Which perceptual model incorporates both bottom-up and top-down processes? How did this model explain visual perception?

David Marr's: proposed that perception proceeds in terms of several different, special-purpose computational mechanisms and that each mechanism operates autonomously without regard to real world knowledge


- module to analyze colour




Visual perception proceeds by constructing 3 mental representations:


1. Primal sketch (2D images): allows perceiver to detect boundaries between areas


- BOTTOM-UP


2. 2 and 1/2 D sketch: once primal sketch is created, perceiver uses it to create a more complex representation (shading, texture, edges, depth)


- BOTTOM-UP


3. 3-D sketch: when information from real world knowledge and expectations is incorporated (involves understanding the meaning of scene)


- TOP-DOWN

What is perceptual learning?

Top-down process


Perception changes with practice (both Gibsons): a perceiver's experience helps guide what aspects of the stimulus to focus on and facilitate the pickup of more information


- when analyzing errors made in task, they realized that errors weren't random


-- the number of errors made seemed to depend most on the number of similarities a stimulus shared with the original


-- overtime, they seemed to notice more about the figures and responding to the newly found features (more analysis, better discrimination)

What is the word superiority effect? What is an uncertain aspect of this effect? How does context affect letter detection?

A top-down process


- Study by Reicher: participants could much more accurately identify letters presented in a context of words than those same letters being presented alone or in the context of non words


-- not sure whether people detect more features in the letter when it occurs in a word OR whether people make inferences about the letter that would best complete the word




Letter detection works differently depending on context:


- missing letter effect: when reading text, people quickly divide words into content words (have meaning) and function words (structure sentence)


-- which is why letter detection fails for highly familiar function words (For, From) but works for moderately familiar content words (Function, Future)
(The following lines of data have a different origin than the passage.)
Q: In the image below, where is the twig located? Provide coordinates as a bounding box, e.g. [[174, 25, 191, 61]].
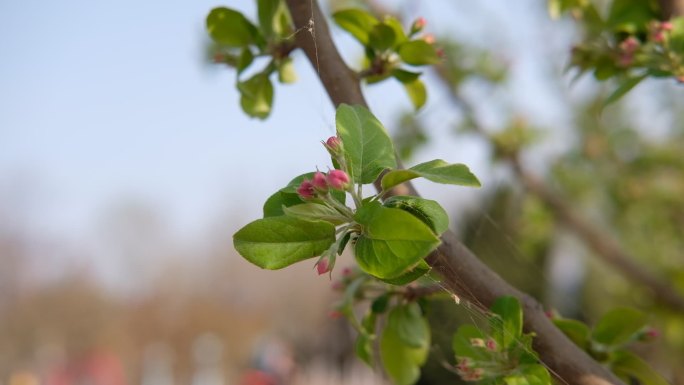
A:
[[286, 0, 623, 385]]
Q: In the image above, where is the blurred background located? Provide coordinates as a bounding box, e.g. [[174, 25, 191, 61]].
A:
[[0, 0, 684, 385]]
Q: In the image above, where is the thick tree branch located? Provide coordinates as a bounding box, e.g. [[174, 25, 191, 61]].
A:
[[435, 66, 684, 313], [286, 0, 622, 385]]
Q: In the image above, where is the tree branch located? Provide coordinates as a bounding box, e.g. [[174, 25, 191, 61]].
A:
[[286, 0, 623, 385], [435, 66, 684, 313]]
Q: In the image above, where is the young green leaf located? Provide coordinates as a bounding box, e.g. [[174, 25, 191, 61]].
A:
[[333, 9, 380, 45], [207, 7, 259, 47], [354, 202, 440, 279], [490, 296, 523, 348], [278, 57, 297, 83], [610, 350, 668, 385], [603, 73, 648, 108], [238, 73, 273, 119], [383, 195, 449, 235], [283, 203, 347, 226], [263, 191, 304, 218], [381, 159, 480, 190], [382, 260, 430, 286], [592, 307, 648, 346], [451, 324, 490, 362], [380, 304, 430, 385], [233, 216, 335, 270], [335, 104, 397, 184], [397, 40, 441, 66], [368, 23, 396, 51]]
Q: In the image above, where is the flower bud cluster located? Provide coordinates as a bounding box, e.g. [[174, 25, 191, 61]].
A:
[[649, 21, 672, 43], [297, 170, 350, 199]]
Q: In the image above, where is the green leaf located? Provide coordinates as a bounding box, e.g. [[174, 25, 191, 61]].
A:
[[278, 57, 297, 83], [264, 191, 304, 218], [382, 261, 430, 286], [335, 104, 397, 184], [238, 73, 273, 119], [380, 303, 430, 385], [592, 307, 648, 346], [451, 324, 491, 362], [397, 40, 441, 66], [553, 318, 591, 349], [611, 350, 668, 385], [383, 15, 406, 47], [392, 68, 422, 83], [233, 216, 335, 270], [283, 203, 348, 226], [490, 296, 523, 349], [603, 73, 648, 108], [333, 9, 380, 45], [504, 364, 552, 385], [383, 195, 449, 235], [402, 80, 427, 111], [381, 159, 480, 190], [207, 7, 259, 47], [368, 23, 396, 51], [354, 202, 440, 279]]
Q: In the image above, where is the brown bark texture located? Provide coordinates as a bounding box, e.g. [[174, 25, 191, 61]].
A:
[[286, 0, 623, 385]]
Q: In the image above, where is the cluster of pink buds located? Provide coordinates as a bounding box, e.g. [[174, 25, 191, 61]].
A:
[[649, 21, 672, 43], [297, 170, 350, 199], [297, 170, 350, 199], [456, 357, 484, 381], [618, 36, 641, 67]]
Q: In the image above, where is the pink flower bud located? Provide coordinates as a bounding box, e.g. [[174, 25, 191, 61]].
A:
[[297, 180, 316, 199], [328, 310, 344, 319], [311, 171, 328, 193], [423, 33, 435, 44], [328, 170, 349, 190], [619, 36, 639, 54], [316, 258, 330, 275]]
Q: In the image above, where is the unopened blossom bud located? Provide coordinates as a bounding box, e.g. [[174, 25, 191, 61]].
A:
[[297, 180, 316, 199], [423, 33, 435, 44], [316, 258, 330, 275], [411, 17, 427, 35], [328, 310, 344, 319], [328, 170, 349, 190], [620, 36, 640, 54], [311, 171, 328, 193]]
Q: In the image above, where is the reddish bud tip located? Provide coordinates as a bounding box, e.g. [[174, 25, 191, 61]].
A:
[[316, 258, 330, 275], [328, 310, 344, 319], [328, 170, 349, 190], [297, 180, 316, 199], [311, 171, 328, 192]]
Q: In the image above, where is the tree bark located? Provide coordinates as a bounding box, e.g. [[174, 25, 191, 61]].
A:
[[286, 0, 623, 385]]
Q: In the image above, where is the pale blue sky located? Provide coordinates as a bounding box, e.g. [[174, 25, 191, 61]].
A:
[[0, 0, 565, 284]]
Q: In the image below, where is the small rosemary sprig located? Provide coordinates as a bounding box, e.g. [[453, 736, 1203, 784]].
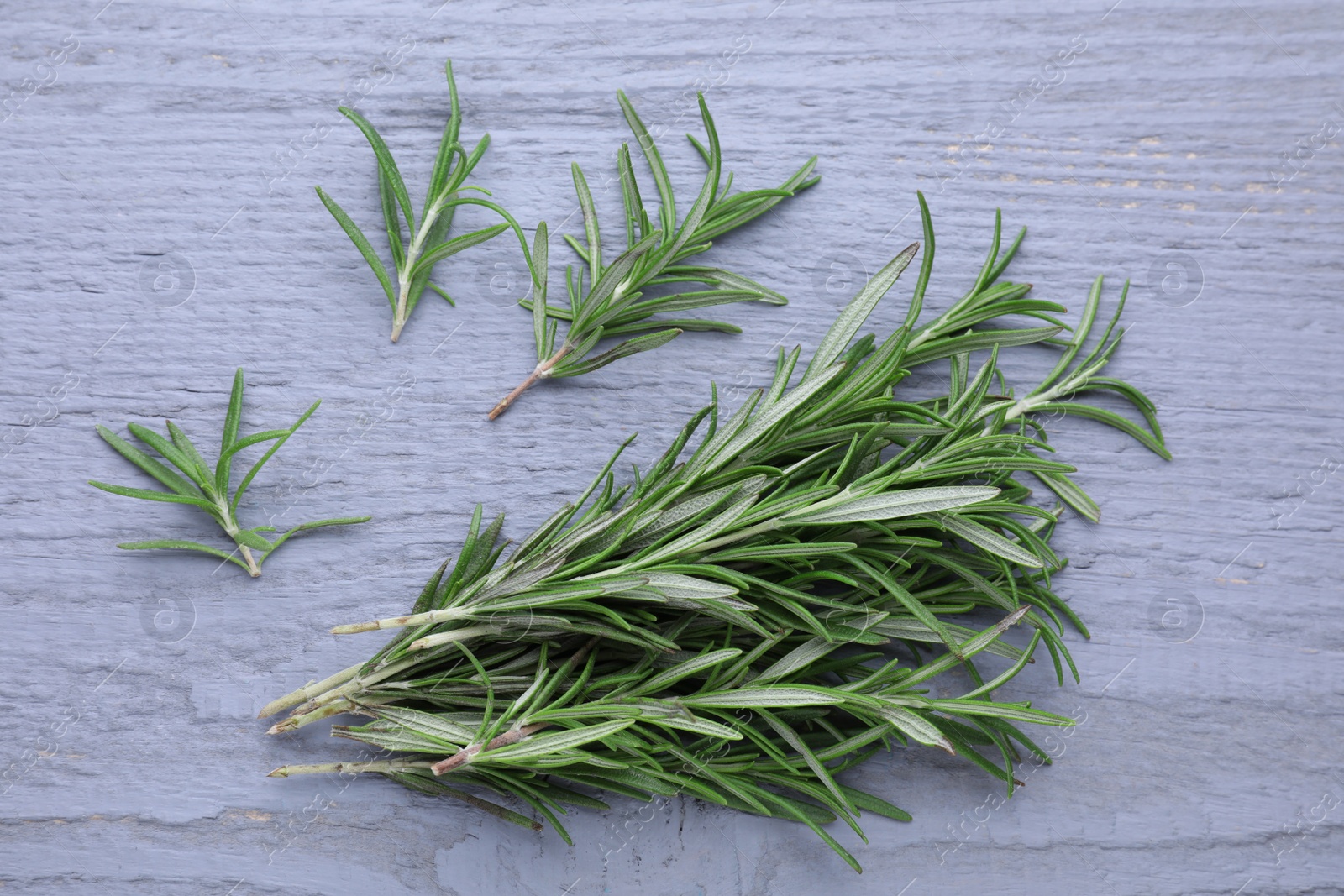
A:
[[316, 62, 527, 343], [262, 196, 1165, 869], [89, 368, 372, 578], [489, 92, 820, 421]]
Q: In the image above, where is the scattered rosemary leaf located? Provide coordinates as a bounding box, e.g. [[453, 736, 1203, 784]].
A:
[[489, 92, 822, 421], [316, 62, 527, 343], [89, 367, 372, 578]]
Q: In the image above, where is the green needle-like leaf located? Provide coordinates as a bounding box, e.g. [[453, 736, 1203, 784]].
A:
[[489, 92, 816, 419], [89, 368, 370, 578], [266, 193, 1165, 869]]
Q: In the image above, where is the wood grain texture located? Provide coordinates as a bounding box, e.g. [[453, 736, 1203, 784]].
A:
[[0, 0, 1344, 896]]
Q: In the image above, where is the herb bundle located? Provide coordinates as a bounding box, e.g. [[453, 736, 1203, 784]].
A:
[[489, 92, 820, 421], [262, 196, 1165, 871], [89, 367, 372, 578], [316, 62, 527, 343]]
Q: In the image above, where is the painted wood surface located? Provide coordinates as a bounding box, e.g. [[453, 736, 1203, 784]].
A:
[[0, 0, 1344, 896]]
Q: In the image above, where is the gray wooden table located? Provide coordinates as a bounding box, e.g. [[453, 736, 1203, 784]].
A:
[[0, 0, 1344, 896]]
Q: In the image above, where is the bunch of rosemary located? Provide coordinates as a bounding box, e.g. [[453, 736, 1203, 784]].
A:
[[262, 196, 1165, 871]]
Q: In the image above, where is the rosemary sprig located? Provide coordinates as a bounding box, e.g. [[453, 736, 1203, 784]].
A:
[[262, 196, 1165, 869], [323, 60, 527, 343], [489, 92, 820, 421], [89, 367, 372, 578]]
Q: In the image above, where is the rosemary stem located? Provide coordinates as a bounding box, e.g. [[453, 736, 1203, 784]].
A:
[[488, 341, 574, 421], [430, 721, 551, 775], [266, 697, 354, 735], [257, 663, 365, 719], [266, 759, 434, 778], [392, 203, 444, 343], [238, 544, 260, 579], [332, 607, 470, 634]]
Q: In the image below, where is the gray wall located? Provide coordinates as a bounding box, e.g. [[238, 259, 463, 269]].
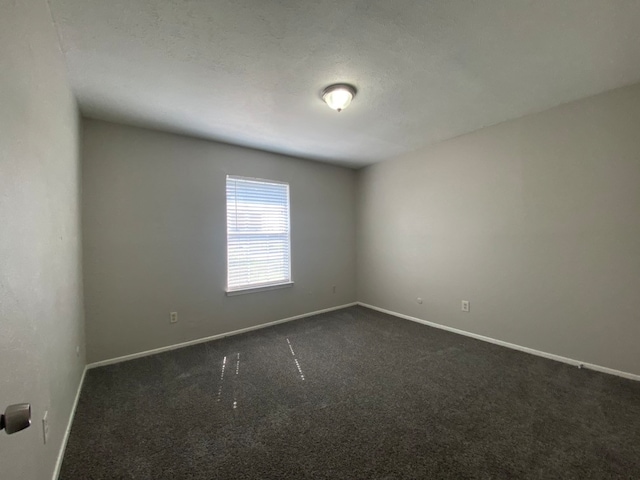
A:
[[357, 81, 640, 374], [0, 0, 84, 480], [83, 120, 356, 362]]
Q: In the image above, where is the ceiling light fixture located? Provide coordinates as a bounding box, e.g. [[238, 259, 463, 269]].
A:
[[322, 83, 356, 112]]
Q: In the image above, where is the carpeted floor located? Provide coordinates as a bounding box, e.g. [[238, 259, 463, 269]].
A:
[[60, 307, 640, 480]]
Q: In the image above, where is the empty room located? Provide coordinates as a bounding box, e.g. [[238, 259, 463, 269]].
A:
[[0, 0, 640, 480]]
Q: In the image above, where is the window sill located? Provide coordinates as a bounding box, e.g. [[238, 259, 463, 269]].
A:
[[226, 282, 293, 297]]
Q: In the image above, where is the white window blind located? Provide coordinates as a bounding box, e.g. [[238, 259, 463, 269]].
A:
[[227, 175, 291, 292]]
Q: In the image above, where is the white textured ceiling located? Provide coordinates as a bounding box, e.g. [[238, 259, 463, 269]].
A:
[[50, 0, 640, 167]]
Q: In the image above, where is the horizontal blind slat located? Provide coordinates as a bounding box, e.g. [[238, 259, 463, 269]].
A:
[[226, 177, 291, 289]]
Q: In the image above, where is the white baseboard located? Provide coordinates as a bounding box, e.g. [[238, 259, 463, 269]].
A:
[[52, 367, 87, 480], [358, 302, 640, 381], [87, 302, 358, 368]]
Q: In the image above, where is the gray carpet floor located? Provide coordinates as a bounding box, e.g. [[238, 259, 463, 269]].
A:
[[60, 307, 640, 480]]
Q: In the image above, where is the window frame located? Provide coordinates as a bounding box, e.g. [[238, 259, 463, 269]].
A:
[[225, 174, 294, 297]]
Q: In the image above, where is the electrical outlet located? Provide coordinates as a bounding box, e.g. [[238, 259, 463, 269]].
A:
[[42, 410, 49, 445]]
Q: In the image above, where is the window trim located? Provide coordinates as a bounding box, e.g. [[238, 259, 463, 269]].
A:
[[224, 174, 294, 297], [225, 281, 294, 297]]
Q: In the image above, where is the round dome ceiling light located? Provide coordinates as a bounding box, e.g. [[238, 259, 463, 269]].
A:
[[322, 83, 356, 112]]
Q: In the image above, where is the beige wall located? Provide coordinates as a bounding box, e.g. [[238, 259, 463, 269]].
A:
[[0, 0, 84, 480], [357, 81, 640, 374], [83, 120, 356, 362]]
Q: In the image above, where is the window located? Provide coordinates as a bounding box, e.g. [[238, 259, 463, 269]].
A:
[[227, 175, 292, 293]]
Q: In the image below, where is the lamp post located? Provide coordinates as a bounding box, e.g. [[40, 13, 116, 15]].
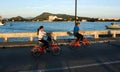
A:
[[75, 0, 77, 24]]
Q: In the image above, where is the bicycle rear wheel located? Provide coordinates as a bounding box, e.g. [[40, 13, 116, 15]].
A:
[[31, 46, 42, 57], [52, 47, 61, 56]]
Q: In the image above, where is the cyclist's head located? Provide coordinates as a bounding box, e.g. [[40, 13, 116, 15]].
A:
[[37, 26, 44, 35], [75, 22, 80, 26]]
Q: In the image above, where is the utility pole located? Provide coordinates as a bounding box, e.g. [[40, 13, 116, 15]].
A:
[[75, 0, 77, 24]]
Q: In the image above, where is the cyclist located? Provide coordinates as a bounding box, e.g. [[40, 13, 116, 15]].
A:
[[73, 22, 84, 41], [37, 26, 49, 48]]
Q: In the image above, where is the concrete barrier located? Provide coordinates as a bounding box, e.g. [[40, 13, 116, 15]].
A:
[[0, 30, 120, 42]]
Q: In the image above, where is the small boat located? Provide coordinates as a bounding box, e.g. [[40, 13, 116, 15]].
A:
[[105, 23, 120, 29], [0, 22, 4, 26]]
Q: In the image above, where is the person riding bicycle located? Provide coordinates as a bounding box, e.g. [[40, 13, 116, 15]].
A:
[[37, 26, 49, 48], [73, 22, 84, 41]]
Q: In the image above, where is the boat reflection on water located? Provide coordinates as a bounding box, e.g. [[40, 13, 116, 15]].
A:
[[105, 23, 120, 29]]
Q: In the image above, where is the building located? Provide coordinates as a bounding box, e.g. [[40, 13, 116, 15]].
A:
[[48, 16, 58, 22], [0, 16, 2, 22]]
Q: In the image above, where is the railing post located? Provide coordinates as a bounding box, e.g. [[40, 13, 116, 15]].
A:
[[94, 32, 99, 39], [112, 31, 116, 38]]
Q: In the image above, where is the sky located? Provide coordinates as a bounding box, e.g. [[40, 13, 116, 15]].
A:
[[0, 0, 120, 18]]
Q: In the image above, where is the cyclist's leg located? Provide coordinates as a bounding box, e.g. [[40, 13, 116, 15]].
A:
[[75, 33, 83, 41]]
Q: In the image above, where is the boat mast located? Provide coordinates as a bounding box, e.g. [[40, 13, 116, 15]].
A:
[[75, 0, 77, 24]]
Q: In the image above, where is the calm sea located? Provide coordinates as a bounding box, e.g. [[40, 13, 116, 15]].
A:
[[0, 22, 120, 41]]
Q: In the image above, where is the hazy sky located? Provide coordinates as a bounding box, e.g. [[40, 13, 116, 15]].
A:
[[0, 0, 120, 18]]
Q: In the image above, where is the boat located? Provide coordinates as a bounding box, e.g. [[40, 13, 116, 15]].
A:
[[105, 23, 120, 29], [0, 22, 4, 26]]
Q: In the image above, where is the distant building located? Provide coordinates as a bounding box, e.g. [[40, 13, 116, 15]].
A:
[[48, 16, 58, 22], [81, 19, 87, 22]]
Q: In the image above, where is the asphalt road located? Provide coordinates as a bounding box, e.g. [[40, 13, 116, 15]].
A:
[[0, 42, 120, 72]]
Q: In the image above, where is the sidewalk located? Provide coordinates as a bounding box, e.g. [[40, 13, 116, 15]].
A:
[[0, 38, 120, 48]]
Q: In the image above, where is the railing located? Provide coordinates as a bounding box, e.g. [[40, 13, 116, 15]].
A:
[[0, 30, 120, 42]]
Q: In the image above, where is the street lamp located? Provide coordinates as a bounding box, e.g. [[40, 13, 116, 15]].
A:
[[75, 0, 77, 24]]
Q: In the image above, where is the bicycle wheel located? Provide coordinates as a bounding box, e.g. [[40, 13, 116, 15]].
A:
[[52, 47, 61, 55]]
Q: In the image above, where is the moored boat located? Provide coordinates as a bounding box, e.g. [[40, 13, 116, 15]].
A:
[[105, 23, 120, 29]]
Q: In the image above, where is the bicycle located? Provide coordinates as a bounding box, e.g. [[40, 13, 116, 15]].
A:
[[69, 37, 90, 47], [31, 36, 61, 56]]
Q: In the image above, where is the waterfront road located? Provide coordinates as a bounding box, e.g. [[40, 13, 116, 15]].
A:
[[0, 42, 120, 72]]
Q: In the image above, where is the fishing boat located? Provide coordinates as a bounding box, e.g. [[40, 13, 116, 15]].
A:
[[105, 23, 120, 29]]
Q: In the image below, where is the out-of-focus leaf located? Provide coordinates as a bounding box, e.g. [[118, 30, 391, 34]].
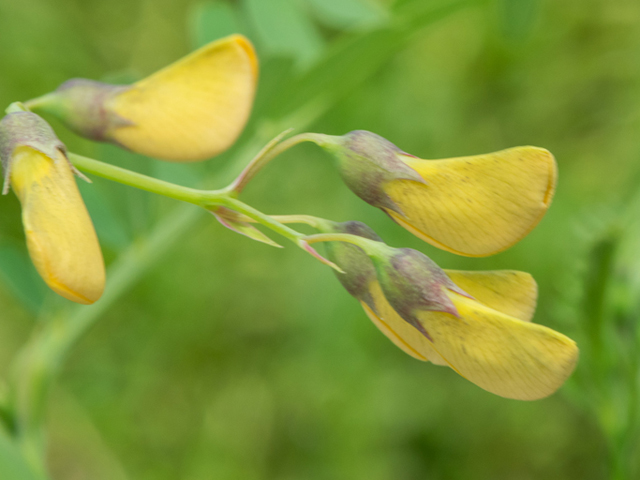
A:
[[0, 429, 44, 480], [272, 0, 475, 117], [189, 1, 245, 48], [307, 0, 388, 30], [243, 0, 324, 66], [0, 243, 47, 314], [499, 0, 539, 40], [78, 181, 130, 250]]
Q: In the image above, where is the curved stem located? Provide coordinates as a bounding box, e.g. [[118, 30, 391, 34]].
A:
[[271, 215, 327, 229], [304, 233, 393, 258], [67, 153, 218, 205], [4, 102, 29, 115], [68, 153, 341, 271], [225, 130, 328, 196]]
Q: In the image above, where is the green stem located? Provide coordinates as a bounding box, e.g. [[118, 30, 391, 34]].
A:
[[304, 233, 394, 259], [67, 153, 218, 205], [68, 153, 342, 271], [4, 102, 29, 115], [12, 206, 200, 470], [271, 215, 328, 229], [225, 131, 327, 196]]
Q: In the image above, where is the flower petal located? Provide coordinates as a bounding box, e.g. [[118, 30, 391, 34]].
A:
[[109, 35, 258, 161], [445, 270, 538, 322], [417, 292, 578, 400], [11, 146, 105, 304], [384, 147, 557, 257]]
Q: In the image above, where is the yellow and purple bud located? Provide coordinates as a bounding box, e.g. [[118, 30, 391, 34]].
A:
[[26, 35, 258, 162], [0, 112, 105, 304], [320, 130, 557, 257], [373, 249, 578, 400]]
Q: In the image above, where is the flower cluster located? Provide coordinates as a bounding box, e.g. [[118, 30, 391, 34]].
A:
[[0, 35, 578, 400]]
Explain the connectionist model of word perception. What do the lines between nodes signify? What is this an alternate theory for?

Model assumes that input is processed at several levels (whether in terms of features, letters, phonemes)


- different levels of processing also feed into each other: each level is assumed to form a representation of the info at a different level of abstraction


-- features less abstract than letters, letters less abstract than words




Also assumes different node for each distinct feature, and when it shows activity, we can assume that that feature is perceived




Lines between nodes are connections that can either be excitatory or inhibitory


- when excitatory: the 2 nodes suggest each other (and when activated, all excitatory connections send info to nodes)


- when inhibitory: 2 nodes don't suggest each other, become less active




Word superiority effect

How is face perception done? What is the composite faces phenomenon?

Using holistic processes (of the sort Gestalt psychologist talk about)


- holistic perception: ability to see a face immediately as a whole configuration




Composite face: formed by placing upper half of one person's face with lower half of second person's face


- it's harder to perceive that 2 different composite faces have the same top half when both bottom halves are different (disappears when composite faces of the halves are offset, which interrupts the Gestalt-ness of the face)


- only works if the faces are upright

What is the common assumption underlying models of perception? What is the constructivist approach to perception? What is the direct perception view?

Perceiver does something to the proximal stimulus (we use our knowledge to fill in the gaps of the proximal stimulus)




Constructivist approach: the construction of mental representations of objects (by using proximal stimulus and info from LTM)


- people are seen as active selectors and constructors of information




Direct perception: consists of direct acquisition of info from the environment


- perceiver does very little work mainly cause the world offers so much information and there's less need to make inferences


-- the light hitting retina already contains highly organized information


-- certain aspects remain invariant despite changes overtime (piano playing the same song in different keys, still recognizable as same song)- VERY CIRCULAR REASONING

True or False: the pattern of motion provides a great deal of info to the perceiver. What is an important idea in Gibson's theory? What are affordances?

True


- idea of optic flow


- textures to motion: nearer things move quicker and the direction that the object moves depends on the angle you move




Information available to an organism exists not merely in the environment but also in an animal-environment ecosystem (we adjust to our environments)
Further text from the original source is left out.